Crises econômicas são um perigo. Elas poupam apenas os muito ricos, que eventualmente até lucram com os processos inflacionários. Contudo, as mais sérias empobrecem a classe média e tornam os pobres miseráveis, e quando isso acontece podem aflorar os instintos mais atávicos da sociedade, associados à sobrevivência. Por isso as crises econômicas constituem um gatilho natural daqueles surtos irracionais que estimulam a intolerância coletiva, capazes de justificar a violência e até o assassinato em massa. Foi uma dessas crises econômicas que forneceu as condições para o surgimento do movimento nazista, na Alemanha, há 100 anos.
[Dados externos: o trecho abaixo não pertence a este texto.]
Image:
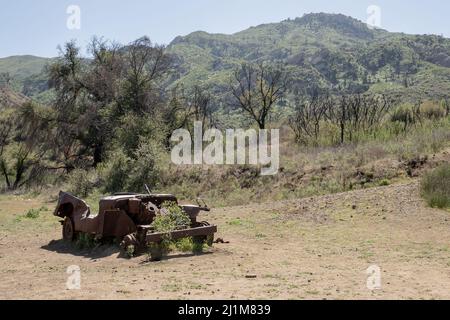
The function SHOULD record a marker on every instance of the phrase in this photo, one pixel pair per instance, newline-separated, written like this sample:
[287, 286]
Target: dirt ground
[316, 248]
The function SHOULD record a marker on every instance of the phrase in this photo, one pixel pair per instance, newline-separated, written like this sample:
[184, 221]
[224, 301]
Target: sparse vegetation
[436, 187]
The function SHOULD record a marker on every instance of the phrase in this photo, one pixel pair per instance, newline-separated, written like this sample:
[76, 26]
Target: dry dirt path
[316, 248]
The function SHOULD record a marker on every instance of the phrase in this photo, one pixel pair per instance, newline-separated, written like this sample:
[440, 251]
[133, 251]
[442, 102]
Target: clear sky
[37, 26]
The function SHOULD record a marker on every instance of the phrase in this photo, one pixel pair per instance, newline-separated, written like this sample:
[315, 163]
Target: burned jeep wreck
[128, 218]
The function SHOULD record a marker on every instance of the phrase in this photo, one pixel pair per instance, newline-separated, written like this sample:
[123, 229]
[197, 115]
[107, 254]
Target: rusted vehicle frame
[128, 217]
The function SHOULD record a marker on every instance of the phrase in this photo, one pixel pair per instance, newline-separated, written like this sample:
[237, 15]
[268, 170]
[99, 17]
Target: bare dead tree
[308, 116]
[199, 102]
[257, 88]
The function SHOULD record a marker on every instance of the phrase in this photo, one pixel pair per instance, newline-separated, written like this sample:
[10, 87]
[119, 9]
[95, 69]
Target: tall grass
[436, 187]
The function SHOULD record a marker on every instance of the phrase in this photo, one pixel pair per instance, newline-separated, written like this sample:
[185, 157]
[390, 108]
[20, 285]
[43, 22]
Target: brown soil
[316, 248]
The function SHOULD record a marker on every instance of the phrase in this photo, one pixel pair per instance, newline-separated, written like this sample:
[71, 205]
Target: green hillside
[322, 52]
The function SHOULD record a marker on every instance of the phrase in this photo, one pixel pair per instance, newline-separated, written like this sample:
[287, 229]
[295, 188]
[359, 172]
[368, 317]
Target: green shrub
[86, 241]
[82, 182]
[404, 114]
[435, 187]
[172, 217]
[33, 213]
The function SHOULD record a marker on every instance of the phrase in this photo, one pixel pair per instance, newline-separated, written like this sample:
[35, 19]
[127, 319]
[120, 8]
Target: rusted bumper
[178, 234]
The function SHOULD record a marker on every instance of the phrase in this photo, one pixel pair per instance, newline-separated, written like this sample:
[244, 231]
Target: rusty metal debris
[128, 218]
É por lembrar desse tipo de coisa que a História (ao lado da Filosofia e da Sociologia) é demonizada por grupos obscurantistas. Mas, diferentemente desses grupos obscurantistas, a História se baseia em fatos. E os fatos são os seguintes: o movimento nazista se aproveitou da crise econômica que atingiu a Alemanha no início dos anos 20 do século passado para conquistar o poder. O nazi-fascismo é produto do conluio de uma dezena de personalidades perturbadas, cuja maior expressão é Adolf Hitler, o mito adorado de Rudolf Hess. Fanatizado, Hess acreditava que o discurso de ódio de Hitler poderia, em consonância com a visão do místico Dietrich Eckart, empolgar as massas e regenerar a República Democrática de Weimar (1919-1933).
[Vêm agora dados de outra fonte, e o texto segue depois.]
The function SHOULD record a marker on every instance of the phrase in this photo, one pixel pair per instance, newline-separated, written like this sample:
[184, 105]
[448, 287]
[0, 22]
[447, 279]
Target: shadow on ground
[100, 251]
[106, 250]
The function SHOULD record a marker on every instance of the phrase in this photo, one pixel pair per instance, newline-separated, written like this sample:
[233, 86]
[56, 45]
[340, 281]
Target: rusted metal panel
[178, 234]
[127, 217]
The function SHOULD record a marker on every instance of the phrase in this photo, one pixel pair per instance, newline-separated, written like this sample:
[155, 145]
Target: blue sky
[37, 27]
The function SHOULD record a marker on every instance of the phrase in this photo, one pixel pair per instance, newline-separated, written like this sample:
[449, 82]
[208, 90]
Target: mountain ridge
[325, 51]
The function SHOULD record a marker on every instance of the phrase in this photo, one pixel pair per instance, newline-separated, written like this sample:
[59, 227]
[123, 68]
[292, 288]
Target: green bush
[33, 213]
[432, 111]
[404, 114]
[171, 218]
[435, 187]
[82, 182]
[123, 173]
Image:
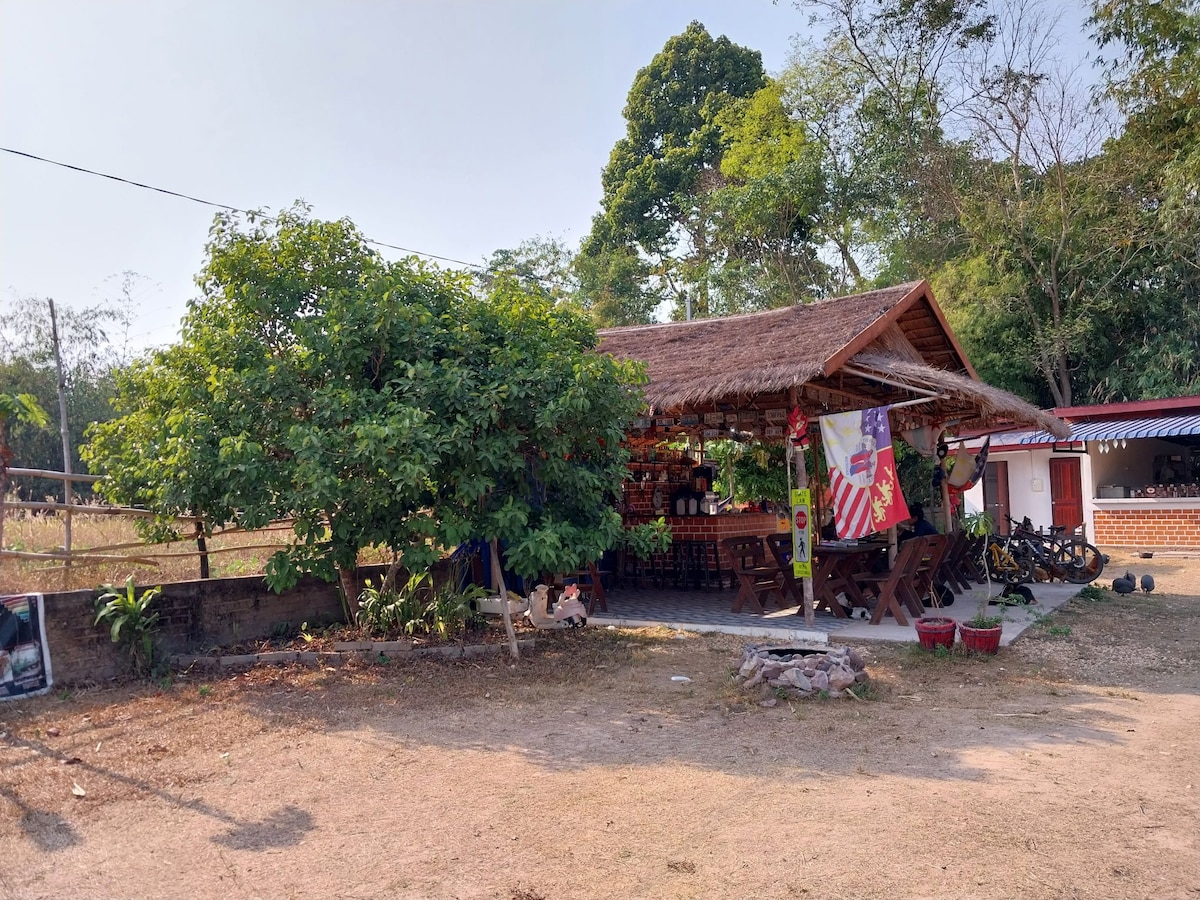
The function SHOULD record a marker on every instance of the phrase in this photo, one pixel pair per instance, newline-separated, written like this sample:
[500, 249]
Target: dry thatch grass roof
[990, 402]
[898, 334]
[699, 361]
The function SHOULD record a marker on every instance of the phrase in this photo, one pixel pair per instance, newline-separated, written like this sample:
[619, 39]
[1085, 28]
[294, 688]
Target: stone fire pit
[802, 671]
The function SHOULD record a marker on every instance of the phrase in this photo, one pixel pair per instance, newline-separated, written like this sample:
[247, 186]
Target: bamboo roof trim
[990, 401]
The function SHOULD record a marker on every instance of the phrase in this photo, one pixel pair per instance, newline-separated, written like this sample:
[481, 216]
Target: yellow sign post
[802, 533]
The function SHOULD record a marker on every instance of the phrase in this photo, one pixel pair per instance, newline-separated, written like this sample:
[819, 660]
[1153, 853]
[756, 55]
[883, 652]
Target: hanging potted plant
[935, 631]
[982, 631]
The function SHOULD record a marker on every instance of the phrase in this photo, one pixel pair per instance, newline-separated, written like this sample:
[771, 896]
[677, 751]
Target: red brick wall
[192, 616]
[1165, 527]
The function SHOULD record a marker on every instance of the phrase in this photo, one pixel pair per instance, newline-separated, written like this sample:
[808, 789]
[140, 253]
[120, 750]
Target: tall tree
[875, 95]
[373, 403]
[653, 219]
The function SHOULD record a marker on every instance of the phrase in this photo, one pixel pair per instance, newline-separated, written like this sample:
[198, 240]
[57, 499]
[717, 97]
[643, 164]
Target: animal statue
[568, 612]
[1125, 585]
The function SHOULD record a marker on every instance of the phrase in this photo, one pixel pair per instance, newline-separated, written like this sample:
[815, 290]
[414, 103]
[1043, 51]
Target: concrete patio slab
[689, 610]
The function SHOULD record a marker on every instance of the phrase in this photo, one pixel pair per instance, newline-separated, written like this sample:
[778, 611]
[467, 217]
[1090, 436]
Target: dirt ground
[1066, 767]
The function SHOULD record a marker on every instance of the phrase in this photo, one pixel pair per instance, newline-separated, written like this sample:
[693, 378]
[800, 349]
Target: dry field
[1066, 767]
[237, 553]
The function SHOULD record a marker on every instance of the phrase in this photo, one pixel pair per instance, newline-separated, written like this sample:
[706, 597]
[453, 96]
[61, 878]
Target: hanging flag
[862, 472]
[802, 533]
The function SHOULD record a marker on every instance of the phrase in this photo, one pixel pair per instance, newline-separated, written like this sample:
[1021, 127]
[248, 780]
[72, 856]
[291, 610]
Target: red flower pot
[935, 631]
[981, 640]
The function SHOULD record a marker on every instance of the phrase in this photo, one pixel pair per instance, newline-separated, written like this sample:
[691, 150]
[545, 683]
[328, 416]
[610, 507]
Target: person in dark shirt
[917, 526]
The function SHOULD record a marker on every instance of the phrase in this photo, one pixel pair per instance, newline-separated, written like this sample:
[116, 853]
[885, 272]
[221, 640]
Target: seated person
[916, 526]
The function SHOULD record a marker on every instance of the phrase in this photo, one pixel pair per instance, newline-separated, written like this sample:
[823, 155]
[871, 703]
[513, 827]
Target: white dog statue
[569, 611]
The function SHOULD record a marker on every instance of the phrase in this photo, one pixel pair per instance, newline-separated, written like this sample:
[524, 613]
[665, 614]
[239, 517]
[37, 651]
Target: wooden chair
[895, 588]
[953, 571]
[589, 583]
[927, 569]
[780, 546]
[756, 577]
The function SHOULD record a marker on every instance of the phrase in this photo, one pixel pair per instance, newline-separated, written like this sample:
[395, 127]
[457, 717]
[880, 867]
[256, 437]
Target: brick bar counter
[719, 527]
[1161, 522]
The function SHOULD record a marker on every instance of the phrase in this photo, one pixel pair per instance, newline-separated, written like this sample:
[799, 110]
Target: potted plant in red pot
[935, 631]
[982, 631]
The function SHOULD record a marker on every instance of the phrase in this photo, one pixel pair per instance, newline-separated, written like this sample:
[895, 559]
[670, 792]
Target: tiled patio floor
[709, 611]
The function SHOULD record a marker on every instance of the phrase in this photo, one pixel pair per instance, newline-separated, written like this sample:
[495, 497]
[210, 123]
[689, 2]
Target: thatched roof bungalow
[887, 347]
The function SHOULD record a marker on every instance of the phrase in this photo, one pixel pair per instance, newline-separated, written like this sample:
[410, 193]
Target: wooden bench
[757, 579]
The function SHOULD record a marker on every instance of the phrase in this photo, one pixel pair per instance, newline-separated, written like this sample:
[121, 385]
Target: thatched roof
[990, 402]
[693, 363]
[831, 351]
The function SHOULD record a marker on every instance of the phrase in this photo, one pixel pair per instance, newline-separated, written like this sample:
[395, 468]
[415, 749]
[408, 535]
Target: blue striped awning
[1163, 426]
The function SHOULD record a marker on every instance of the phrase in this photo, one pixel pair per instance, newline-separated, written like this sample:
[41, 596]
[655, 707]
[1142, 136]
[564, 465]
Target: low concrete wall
[193, 616]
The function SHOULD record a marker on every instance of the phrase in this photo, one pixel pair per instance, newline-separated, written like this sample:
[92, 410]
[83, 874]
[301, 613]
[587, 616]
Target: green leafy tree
[373, 403]
[653, 216]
Mas a população alemã não levou o desajustado Hitler a sério até 1929, quando a bolsa de Nova York quebrou e a economia mundial veio abaixo, incluindo a economia da Alemanha social-democrata, daquele período. Em 1923 o partido nazista tentara o golpe de Estado em Munique, com o apoio dos paramilitares da SA (Sturmabteilung, ou “Destacamento Tempestade”), liderada por um miliciano profissional, Ernest Röhm. Mas o chamado Putsch da Cervejaria não deu certo: do núcleo originário de agitadores, Hitler, Hess e Röhm terminaram na cadeia, enquanto o frustrado aspirante a alguma coisa Heinrich Himmler voltou para casa e o aristocrático aviador Hermann Göring exilou-se na Áustria, cercado por copos de uísque e ampolas de entorpecentes.
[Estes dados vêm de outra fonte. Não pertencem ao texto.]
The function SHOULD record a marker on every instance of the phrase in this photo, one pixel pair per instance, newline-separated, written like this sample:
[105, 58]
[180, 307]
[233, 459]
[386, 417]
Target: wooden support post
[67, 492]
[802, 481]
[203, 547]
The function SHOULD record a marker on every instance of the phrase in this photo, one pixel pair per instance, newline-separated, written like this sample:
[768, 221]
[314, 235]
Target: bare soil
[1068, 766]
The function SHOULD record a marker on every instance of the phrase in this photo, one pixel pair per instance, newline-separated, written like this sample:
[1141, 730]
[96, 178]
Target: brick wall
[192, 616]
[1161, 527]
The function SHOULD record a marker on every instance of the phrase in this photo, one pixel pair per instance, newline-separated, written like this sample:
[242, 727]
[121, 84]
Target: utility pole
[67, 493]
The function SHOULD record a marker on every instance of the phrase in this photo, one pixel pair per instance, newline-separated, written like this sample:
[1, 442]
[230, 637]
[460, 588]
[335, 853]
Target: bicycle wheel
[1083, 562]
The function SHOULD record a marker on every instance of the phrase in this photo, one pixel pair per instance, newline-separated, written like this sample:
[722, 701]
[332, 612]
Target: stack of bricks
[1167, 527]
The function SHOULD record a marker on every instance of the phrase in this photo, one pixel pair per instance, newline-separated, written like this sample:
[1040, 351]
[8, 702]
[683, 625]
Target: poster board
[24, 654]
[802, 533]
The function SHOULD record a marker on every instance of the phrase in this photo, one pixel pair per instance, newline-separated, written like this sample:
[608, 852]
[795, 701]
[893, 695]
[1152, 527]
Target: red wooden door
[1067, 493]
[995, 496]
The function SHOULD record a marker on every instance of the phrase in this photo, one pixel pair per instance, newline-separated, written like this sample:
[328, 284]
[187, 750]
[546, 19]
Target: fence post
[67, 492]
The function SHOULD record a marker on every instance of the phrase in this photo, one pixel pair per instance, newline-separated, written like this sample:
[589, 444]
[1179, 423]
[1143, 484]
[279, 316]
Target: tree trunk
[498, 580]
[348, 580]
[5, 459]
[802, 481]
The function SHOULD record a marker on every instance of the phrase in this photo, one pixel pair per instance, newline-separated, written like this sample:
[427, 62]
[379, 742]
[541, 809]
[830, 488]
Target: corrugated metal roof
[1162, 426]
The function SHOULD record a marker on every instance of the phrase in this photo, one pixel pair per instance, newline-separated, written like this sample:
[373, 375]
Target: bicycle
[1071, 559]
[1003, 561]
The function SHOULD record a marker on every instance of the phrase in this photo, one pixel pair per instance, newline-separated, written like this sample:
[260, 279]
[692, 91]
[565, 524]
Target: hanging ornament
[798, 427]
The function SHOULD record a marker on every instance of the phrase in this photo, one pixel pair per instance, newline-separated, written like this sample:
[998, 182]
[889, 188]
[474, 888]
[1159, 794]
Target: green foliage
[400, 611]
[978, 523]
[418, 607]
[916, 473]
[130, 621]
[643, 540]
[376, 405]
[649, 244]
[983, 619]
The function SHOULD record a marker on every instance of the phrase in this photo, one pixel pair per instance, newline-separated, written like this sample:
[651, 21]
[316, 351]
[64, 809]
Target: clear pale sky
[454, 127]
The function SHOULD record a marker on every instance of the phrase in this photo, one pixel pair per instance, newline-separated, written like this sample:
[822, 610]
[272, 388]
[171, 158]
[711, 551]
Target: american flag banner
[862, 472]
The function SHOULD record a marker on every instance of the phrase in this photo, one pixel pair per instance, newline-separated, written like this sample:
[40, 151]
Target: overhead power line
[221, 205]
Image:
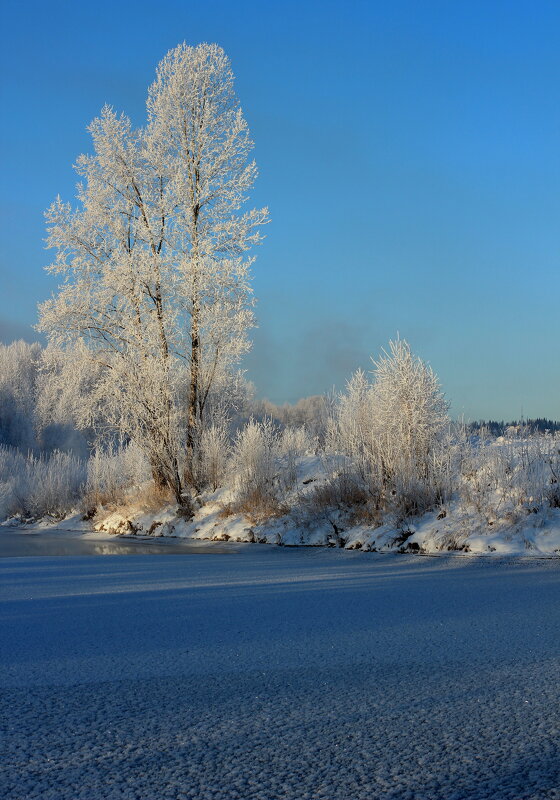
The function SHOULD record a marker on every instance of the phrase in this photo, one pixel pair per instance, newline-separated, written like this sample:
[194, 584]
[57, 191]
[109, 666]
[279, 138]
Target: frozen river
[15, 542]
[263, 673]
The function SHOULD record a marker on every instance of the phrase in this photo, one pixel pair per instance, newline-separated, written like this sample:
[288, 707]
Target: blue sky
[409, 153]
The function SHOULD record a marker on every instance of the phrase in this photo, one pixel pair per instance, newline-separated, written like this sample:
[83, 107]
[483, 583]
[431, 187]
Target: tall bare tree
[156, 291]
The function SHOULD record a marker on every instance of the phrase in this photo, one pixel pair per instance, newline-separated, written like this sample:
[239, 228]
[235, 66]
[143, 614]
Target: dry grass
[256, 505]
Assim, o problema inicial dos nazistas foi de método. Depois do fracasso de 1923 eles desistiram da insurreição revolucionária: concluíram que seria melhor chegar ao poder por meio do sufrágio democrático. Com efeito, um dos regimes mais criminosos do século 20 foi legitimado por eleições perfeitamente livres, como as que ocorriam nos Estados Unidos da América, na época, e as que ocorrem hoje, no Brasil. Secretariado por Rudof Hess, Hitler aproveitou aquela temporada na cadeia para escrever o “Mein Kampf” (Minha Luta), miscelânea tresloucada de mitos e ódios onde estabelecera um inimigo ainda mais odiado do que a França e os comunistas: o povo judeu. Um talentoso jornalista renano leu a obra e encantou-se. Em breve Joseph Goebbels passaria de simples admirador a mais devotado colaborador de Hitler, encarniçado antissemita e chanceler por algumas horas, antes do cianeto, em 1945.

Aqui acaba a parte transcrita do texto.